Un prêtre catholique d'Afrique du Sud déplore l'incapacité de certaines compagnies minières du pays à indemniser les mineurs qui souffrent et sont morts de la silicose et de la tuberculose causées par l'exposition à des niveaux élevés de poussière de silice lorsqu'ils travaillaient dans les mines d'or.

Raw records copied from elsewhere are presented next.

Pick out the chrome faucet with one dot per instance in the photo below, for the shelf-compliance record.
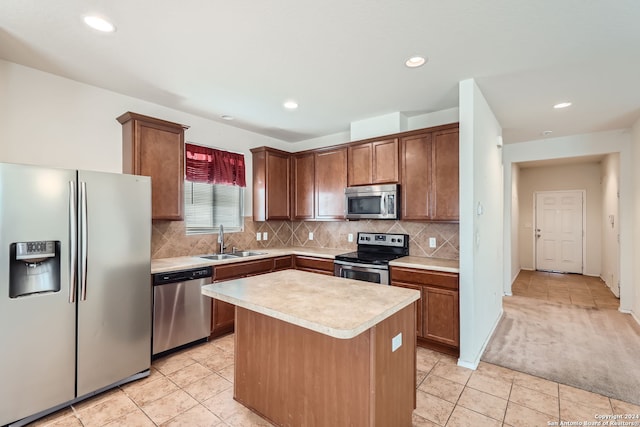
(221, 238)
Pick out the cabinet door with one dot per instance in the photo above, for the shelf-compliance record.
(303, 194)
(419, 306)
(222, 317)
(277, 186)
(445, 161)
(441, 315)
(385, 161)
(416, 176)
(155, 148)
(359, 160)
(330, 182)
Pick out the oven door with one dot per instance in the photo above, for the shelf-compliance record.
(364, 272)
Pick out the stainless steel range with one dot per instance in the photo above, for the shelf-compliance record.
(370, 262)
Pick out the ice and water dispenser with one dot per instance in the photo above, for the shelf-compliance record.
(34, 267)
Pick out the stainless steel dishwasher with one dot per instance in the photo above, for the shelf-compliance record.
(181, 314)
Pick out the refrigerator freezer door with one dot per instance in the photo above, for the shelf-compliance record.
(114, 317)
(37, 331)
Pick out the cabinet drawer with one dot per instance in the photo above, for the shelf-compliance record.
(283, 263)
(241, 269)
(425, 277)
(320, 265)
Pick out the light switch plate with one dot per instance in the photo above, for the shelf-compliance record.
(396, 342)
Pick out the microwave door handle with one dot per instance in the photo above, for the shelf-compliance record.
(385, 204)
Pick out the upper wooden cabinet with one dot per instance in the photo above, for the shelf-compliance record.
(445, 174)
(155, 148)
(374, 162)
(330, 181)
(271, 184)
(429, 164)
(303, 195)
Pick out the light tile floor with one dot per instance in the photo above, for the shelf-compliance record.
(195, 386)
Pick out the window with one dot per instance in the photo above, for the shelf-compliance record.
(213, 190)
(207, 206)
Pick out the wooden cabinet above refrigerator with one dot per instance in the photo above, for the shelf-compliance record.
(155, 148)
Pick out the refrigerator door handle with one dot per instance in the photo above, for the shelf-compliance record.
(83, 241)
(73, 242)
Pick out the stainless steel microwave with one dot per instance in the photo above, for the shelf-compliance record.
(372, 202)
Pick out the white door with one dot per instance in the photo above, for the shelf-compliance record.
(559, 231)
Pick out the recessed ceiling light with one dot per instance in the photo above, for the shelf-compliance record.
(290, 105)
(100, 24)
(415, 61)
(562, 105)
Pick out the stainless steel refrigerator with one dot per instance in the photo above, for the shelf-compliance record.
(75, 293)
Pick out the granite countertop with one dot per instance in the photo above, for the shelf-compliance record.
(340, 308)
(163, 265)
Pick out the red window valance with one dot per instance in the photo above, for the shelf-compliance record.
(205, 164)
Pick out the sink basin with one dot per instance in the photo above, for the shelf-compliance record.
(219, 256)
(246, 253)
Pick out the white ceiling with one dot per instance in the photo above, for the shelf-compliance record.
(343, 60)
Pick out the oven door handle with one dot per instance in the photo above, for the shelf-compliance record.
(355, 264)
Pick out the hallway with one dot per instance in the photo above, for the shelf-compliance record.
(574, 289)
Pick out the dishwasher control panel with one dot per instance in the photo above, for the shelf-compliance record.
(182, 275)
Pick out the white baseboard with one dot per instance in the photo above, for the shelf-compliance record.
(474, 364)
(632, 313)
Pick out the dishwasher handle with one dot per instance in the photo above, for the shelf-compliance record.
(181, 276)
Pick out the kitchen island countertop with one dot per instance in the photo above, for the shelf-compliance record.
(337, 307)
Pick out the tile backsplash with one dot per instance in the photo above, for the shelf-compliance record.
(169, 238)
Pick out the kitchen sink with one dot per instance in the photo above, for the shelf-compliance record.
(218, 257)
(246, 253)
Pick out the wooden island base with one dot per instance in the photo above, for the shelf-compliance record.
(294, 376)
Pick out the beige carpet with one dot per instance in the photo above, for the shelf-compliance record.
(589, 348)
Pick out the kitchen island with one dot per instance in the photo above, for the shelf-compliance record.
(315, 350)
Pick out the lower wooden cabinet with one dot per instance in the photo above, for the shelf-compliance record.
(438, 319)
(283, 262)
(313, 264)
(222, 317)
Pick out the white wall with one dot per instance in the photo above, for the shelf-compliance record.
(481, 225)
(610, 271)
(618, 141)
(421, 121)
(52, 121)
(634, 209)
(513, 235)
(583, 176)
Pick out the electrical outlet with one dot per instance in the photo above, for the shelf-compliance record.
(396, 342)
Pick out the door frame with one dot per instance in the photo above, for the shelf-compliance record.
(584, 225)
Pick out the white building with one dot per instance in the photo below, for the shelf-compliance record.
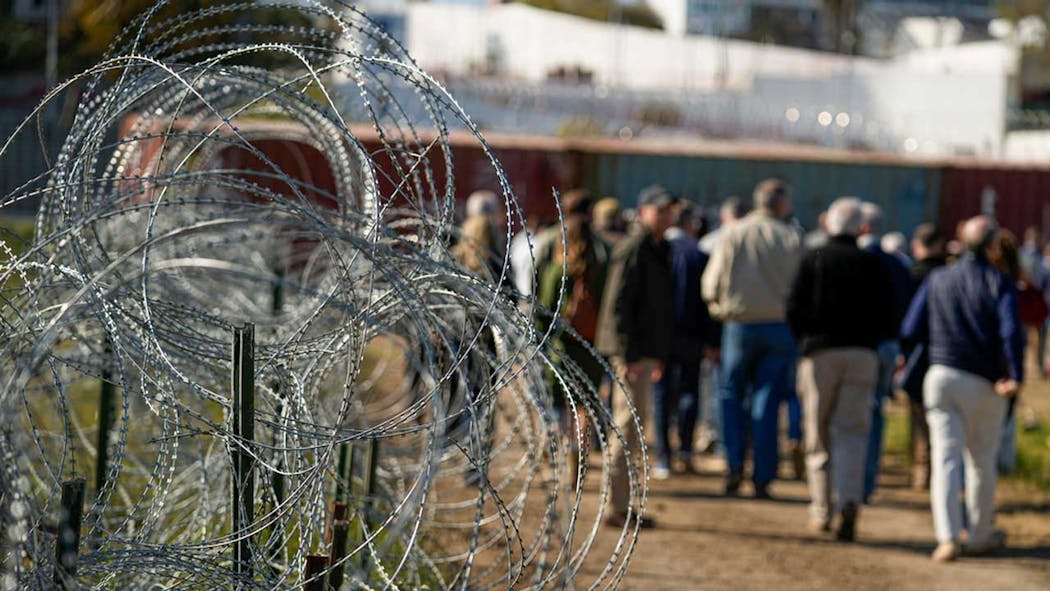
(939, 101)
(718, 17)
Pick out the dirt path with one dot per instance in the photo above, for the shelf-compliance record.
(705, 541)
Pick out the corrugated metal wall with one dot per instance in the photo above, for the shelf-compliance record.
(909, 194)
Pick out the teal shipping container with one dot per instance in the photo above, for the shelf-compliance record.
(908, 192)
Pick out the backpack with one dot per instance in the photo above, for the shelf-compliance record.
(581, 309)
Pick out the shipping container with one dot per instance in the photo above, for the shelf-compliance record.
(907, 192)
(1019, 197)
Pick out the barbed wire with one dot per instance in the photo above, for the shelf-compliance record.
(400, 402)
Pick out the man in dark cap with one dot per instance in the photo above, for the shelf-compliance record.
(635, 331)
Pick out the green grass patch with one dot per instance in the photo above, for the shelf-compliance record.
(1033, 449)
(897, 436)
(1033, 456)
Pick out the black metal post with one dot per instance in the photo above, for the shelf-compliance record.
(106, 418)
(67, 543)
(340, 531)
(315, 566)
(344, 478)
(244, 430)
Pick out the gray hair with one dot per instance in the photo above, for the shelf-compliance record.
(873, 217)
(732, 208)
(482, 202)
(844, 216)
(770, 193)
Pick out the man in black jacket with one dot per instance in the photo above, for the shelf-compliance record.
(927, 246)
(636, 331)
(839, 310)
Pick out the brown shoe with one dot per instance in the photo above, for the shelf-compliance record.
(618, 520)
(819, 526)
(946, 552)
(920, 478)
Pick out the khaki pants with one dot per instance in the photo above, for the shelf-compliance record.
(965, 419)
(639, 394)
(837, 387)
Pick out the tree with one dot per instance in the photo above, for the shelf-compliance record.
(87, 27)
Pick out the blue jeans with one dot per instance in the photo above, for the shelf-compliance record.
(677, 394)
(757, 366)
(888, 351)
(794, 409)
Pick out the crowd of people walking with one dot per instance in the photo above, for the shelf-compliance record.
(725, 328)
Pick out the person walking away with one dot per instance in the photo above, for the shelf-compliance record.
(677, 395)
(967, 314)
(1031, 294)
(609, 223)
(870, 240)
(838, 370)
(635, 332)
(575, 277)
(746, 286)
(1030, 304)
(928, 250)
(731, 211)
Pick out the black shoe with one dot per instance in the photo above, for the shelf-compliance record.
(847, 529)
(733, 482)
(762, 491)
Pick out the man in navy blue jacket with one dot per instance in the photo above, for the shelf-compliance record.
(968, 315)
(677, 395)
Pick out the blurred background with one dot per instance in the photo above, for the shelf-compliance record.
(937, 109)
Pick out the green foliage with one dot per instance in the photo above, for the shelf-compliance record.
(637, 14)
(583, 126)
(87, 27)
(1033, 456)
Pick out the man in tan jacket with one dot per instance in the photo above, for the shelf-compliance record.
(746, 285)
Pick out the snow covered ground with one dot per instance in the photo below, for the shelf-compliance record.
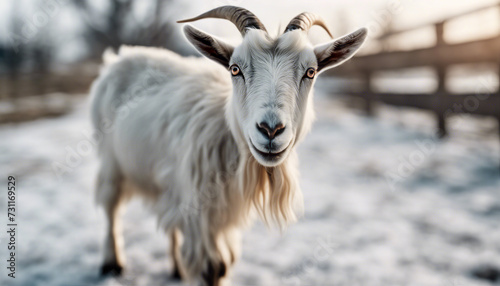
(386, 204)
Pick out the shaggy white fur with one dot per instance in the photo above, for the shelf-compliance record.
(180, 132)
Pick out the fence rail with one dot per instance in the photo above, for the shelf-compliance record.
(439, 57)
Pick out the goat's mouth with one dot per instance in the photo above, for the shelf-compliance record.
(271, 157)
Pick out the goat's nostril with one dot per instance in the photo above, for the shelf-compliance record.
(270, 132)
(264, 129)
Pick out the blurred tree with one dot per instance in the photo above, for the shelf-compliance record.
(119, 24)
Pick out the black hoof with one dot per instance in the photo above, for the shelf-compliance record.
(176, 275)
(111, 268)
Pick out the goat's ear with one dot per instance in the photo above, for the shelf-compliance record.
(336, 52)
(209, 46)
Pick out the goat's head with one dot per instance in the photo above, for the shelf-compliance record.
(272, 77)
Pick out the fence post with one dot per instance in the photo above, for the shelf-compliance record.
(441, 95)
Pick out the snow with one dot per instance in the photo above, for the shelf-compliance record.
(386, 204)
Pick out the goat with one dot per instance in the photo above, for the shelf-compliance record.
(209, 144)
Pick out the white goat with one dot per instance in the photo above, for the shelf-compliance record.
(206, 145)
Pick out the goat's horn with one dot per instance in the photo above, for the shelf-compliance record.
(305, 21)
(242, 18)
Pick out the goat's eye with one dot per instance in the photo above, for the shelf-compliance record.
(235, 70)
(311, 72)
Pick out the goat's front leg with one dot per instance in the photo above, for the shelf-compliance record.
(109, 195)
(174, 252)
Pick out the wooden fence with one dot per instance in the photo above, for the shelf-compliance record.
(439, 57)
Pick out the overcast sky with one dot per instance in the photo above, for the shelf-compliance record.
(342, 16)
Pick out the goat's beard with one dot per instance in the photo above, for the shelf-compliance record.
(273, 192)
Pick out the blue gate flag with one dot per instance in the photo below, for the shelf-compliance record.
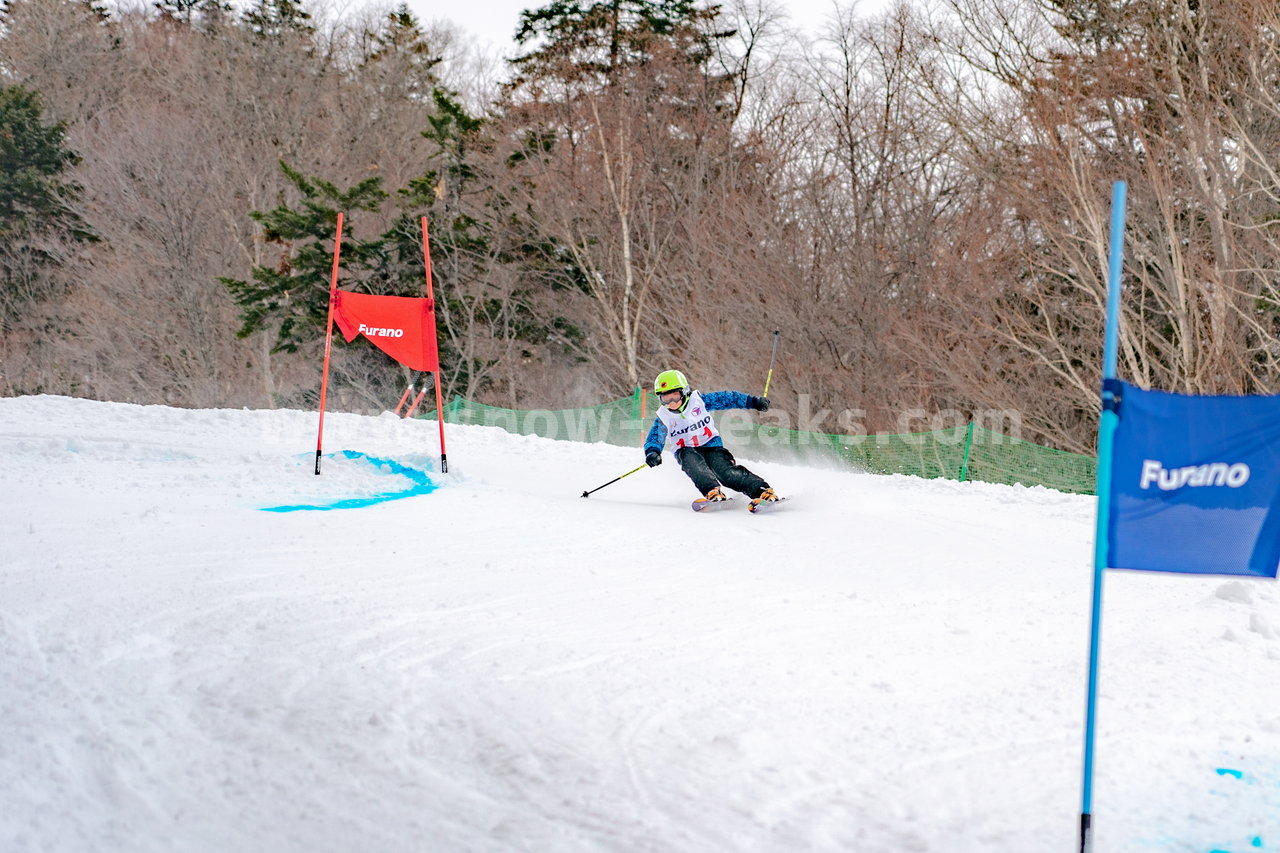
(1194, 483)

Dans un communiqué publié le mardi 23 août, le directeur de la Commission Justice et Paix de la Conférence des évêques catholiques d'Afrique australe (SACBC) indique que si la plupart des entreprises ont accepté de régler les dommages après qu'une action collective a été approuvée par l'ensemble de la Haute Cour en 2019, deux entreprises, DRDGOLD et East Rand Proprietary Mines (ERPM), ont continué à faire appel de la décision de la Cour.

"Nous appelons DRDGOLD et ERPM à agir de bonne foi dans l'intérêt de la société sud-africaine et à régler leurs dettes historiques envers les travailleurs des mines qui sont tombés malades dans leurs mines parce qu'ils travaillaient dans des conditions dangereuses", déclare le père Stan Muyebe dans la déclaration publiée après la Journée des droits de l'homme du 21 mars en Afrique du Sud.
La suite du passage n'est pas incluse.